The industry is currently witnessing a serious shortage of Data Scientists and Data Strategists/Managers. Anyone with similar PhDs or with validated credits that can prove relevant skills/experience are being sucked up by the Google’s and Baidu’s of the world. The folks who even remotely demonstrate these skills aren’t planning on heading to the Agency world either. Instead, they’re founding their own companies, or heading to Product Companies like Google and Facebook, or working at Startups like Birchbox and Stitch Fix with mature Data Science teams where they’re highly valued and distinctively paid. Attracting and retaining this new wave of talent in a world where breakthrough opportunities and lucrative pay are elsewhere is going to be one of the biggest challenges the Agencies will face — they’re going to have to fight tooth and nail to build great Data teams/capabilities.

Lipstick on a Pig

A few years back when Apple saw phenomenal success with their iPod’s and iPhone’s they emphasized the importance of Design and Customer Experience. Over the next couple of years, Design as a discipline witnessed incredible growth and continues to do so. A big part of the industry saw “Graphic Designers” rebrand themselves as “User Experience Designers” and “Interaction Designers”. This is the exact thing happening in the field of Data Science right now. With the industry seeing a surge in every CEO-CIO-CMO-CTO reaching out to agencies looking for AI expertise, agencies are rebranding their Data Analytics teams under the Data Science name — every Analytics head is now a “Data Science Executive”. Brands, having been comfortable in their own skin over the years, haven’t invested in native Data teams either. The lack of these native skills mean they’re looking to Agencies to fill the gap — and this opportunity simply cannot be met with lies.

The Partnership Fix

Agencies are currently exploring “exclusive partnerships” with the likes of Google and IBM — allowing the agencies to boast access to the best AI tech and product teams to solve client problems. Companies like IBM are motivated to partner with agencies to push their own agenda (Watson) — investing $$$ in Watson COE’s inside agencies because it needs Brands to adopt its platform to gain market share. These exclusive partnerships, however, are a short-term fix and are only as good as the tangible outcome these agencies are capable of delivering. Without the right talent, it’s all smoke and mirrors now if any of these agencies are truly going to deliver these projects requiring an elevated skill set. Fun question to ask the agencies claiming to know and doing AI — How many “real” Data Scientists does your Agency have?

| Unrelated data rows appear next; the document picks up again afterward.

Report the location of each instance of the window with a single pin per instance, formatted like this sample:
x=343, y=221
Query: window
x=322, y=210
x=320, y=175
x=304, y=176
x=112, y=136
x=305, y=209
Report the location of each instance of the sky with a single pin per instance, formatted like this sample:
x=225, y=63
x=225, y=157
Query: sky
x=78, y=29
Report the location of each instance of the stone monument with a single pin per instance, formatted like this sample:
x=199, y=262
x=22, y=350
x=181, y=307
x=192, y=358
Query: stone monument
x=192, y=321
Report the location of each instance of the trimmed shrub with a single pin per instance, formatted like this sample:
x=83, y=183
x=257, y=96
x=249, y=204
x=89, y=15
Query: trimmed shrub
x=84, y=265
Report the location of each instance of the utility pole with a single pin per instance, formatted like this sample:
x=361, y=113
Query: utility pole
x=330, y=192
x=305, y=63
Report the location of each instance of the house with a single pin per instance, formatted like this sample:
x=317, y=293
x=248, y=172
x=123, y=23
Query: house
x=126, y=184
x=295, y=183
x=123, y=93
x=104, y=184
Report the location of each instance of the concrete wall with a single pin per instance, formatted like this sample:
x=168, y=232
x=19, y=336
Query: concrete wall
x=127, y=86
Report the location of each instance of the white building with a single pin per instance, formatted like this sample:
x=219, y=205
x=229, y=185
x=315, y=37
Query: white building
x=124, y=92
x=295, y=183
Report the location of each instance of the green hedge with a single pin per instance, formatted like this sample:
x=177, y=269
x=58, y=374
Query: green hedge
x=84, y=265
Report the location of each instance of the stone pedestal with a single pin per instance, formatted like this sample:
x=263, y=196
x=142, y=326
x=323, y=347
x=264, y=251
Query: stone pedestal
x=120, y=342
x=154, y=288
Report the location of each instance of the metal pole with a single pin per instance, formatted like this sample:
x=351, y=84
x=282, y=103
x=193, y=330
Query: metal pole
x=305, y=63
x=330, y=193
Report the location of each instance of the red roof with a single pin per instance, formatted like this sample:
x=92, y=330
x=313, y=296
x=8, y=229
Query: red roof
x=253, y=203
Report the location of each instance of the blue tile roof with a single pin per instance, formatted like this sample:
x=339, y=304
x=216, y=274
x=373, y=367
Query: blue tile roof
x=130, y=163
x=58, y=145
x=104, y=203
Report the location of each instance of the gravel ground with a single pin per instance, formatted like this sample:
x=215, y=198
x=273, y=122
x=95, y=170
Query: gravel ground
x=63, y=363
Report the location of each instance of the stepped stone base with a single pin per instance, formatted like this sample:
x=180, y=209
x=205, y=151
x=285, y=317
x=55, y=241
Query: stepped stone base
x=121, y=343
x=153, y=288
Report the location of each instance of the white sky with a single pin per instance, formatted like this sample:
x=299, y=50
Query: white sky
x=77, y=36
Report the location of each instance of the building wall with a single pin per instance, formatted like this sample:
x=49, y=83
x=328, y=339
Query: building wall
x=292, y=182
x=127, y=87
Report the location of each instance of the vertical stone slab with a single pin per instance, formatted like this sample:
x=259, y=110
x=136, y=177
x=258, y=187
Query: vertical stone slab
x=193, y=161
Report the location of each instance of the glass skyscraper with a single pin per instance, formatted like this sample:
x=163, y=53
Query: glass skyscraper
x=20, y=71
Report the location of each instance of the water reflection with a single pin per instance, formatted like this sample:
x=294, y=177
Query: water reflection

The Business Model Imperative

The challenges for the Agencies don’t just end with a talent crisis — they’re only just the beginning. The biggest challenge agencies face will be in evolving their current business models to build ‘AI-as-a-Service’. A new kind of business model that incorporates a highly collaborative and experimental nature of delivery — with Data becoming the focal point driving business decisions, product/service design, and customer engagement. ‘AI-as-a-Service’ will have to be invented from the ground up to service new client needs in entirely new business environments. Agencies need to personally invest in projects building set pieces (proof of concepts, plug and play solutions) that prove their ability to deliver projects that employ the latest Applied Machine Learning methods; in line with existing product life-cycles to deliver value that can be quantified and show returns.

As AI begins to take center stage, it will force the Agency business to redesign the fundamentals of their existing service models from the ground up. This is why I’m writing The Agency Innovation Playbook — to usher the Agency world in an Economy of Connected Intelligence.